クロガネさんとユリさんが帰ってきてるから、挨拶してくれば?会いたかったんでしょ」
「帰ってきたのか?どこにいるんだ?」
「今ミナトさんが村の中を案内してるよ、たぶん学校にいるんじゃないかな。行ってきなよ」
見えないしっぽを振りながら駆け出すユーリを見送り、美波はずっしりと重いカゴを抱えなおす。
リン達と相談して宴会のメニューを決めなければいけない、忙しくなりそうだ。
お酒が入る前提でおつまみ系を充実させたメニューにして、子供たちのためにサンドイッチ類も作ることになった。美波はユーリのリクエストでロールケーキとデニッシュ担当だ、日没までには完成させたいので手早く作業せねばなるまい。双子ベリーのピューレや、パイ生地・スポンジ生地を作りそれぞれ仕上げていく。四段重ねの重箱に詰め終わるころには、窓の外は夕焼けだった。
「できた!なんとか間に合ったぁ。皆もできてるかな」
重箱を抱えて家を出ると、噴水広場に続々と村人たちが集まってきた。
人の輪の中心にはクロガネさんとユリさんがいて、友人たちと近況報告の真最中のようだ。
「美波!いらっしゃい」
ミチルの呼びかけで輪に加わるが、お二人とも村の中を見て回ったせいかテンションが高めである。

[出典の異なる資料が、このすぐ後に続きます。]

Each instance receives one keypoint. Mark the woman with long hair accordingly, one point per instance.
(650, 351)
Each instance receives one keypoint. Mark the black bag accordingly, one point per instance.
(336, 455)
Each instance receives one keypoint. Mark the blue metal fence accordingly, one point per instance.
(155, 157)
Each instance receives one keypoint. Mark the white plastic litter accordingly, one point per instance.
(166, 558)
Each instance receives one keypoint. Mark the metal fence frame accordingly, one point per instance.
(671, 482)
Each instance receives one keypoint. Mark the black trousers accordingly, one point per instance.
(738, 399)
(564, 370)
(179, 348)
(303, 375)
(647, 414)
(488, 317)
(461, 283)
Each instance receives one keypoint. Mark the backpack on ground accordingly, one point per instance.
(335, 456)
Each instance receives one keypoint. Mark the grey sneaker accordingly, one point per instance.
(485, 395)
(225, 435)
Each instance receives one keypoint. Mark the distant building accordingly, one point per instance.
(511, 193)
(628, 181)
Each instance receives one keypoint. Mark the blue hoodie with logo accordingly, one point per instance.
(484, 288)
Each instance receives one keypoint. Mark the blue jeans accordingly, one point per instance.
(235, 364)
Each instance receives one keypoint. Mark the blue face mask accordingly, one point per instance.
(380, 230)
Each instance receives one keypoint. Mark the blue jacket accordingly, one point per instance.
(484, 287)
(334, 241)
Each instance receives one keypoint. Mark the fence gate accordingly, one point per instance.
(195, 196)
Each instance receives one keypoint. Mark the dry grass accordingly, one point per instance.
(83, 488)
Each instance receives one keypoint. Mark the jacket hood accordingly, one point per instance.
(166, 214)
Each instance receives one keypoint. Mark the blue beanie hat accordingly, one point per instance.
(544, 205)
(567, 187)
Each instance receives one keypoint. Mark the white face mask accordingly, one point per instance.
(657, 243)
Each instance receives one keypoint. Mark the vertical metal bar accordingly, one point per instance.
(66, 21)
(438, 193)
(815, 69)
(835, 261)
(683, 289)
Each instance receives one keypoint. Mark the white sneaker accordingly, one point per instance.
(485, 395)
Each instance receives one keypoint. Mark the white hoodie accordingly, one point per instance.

「美波、あのビーズってとっても素敵ね!それにあのデザイン、ミチルも腕を上げたけれどあなたのお陰で素晴らしいドレスに仕上がっていたわ。私たちも戻ってこようかしら、創作意欲が刺激されて刺繍がしたくてたまらないのよ」
至近距離で美波の手を握りユリさんが力説する、どうやらミチルのドレスを見たらしい。
「ありがとうございます、ほとんどミチルと村の女性達のお陰ですよ。私はアイデアとビーズの元を作っただけですし、ユリさんにならビーズをお譲りしても問題ないんじゃないかと思いますよ」
興奮が収まらないユリさんを、クロガネさんがやんわりと美波から引きはがす。
「すまないね美波、それより冷蔵庫と照明だよ。イツキにさんざん自慢されたが俺ならもっといいものが作れるぞ、是非とも協力してほしい」
ずいっと近づくクロガネさんの首根っこを、ミナトさんがつかまえる。
「落ち着けよ、もういっそ帰ってくればいいだろうが。あっちも弟子たちが独り立ちして一人前になってきてるんだろう?」
似たもの夫婦である、新しい技術を試したくて仕方ないらしい。
「いつでも協力しますよ、村に戻ってこられるならすぐにでもお手伝いさせて下さい」
若干逃げ腰になりつつ協力を約束するとがっちりと抱きしめられ、夫婦二人の全力のハグに美波の呼吸が一瞬止まった。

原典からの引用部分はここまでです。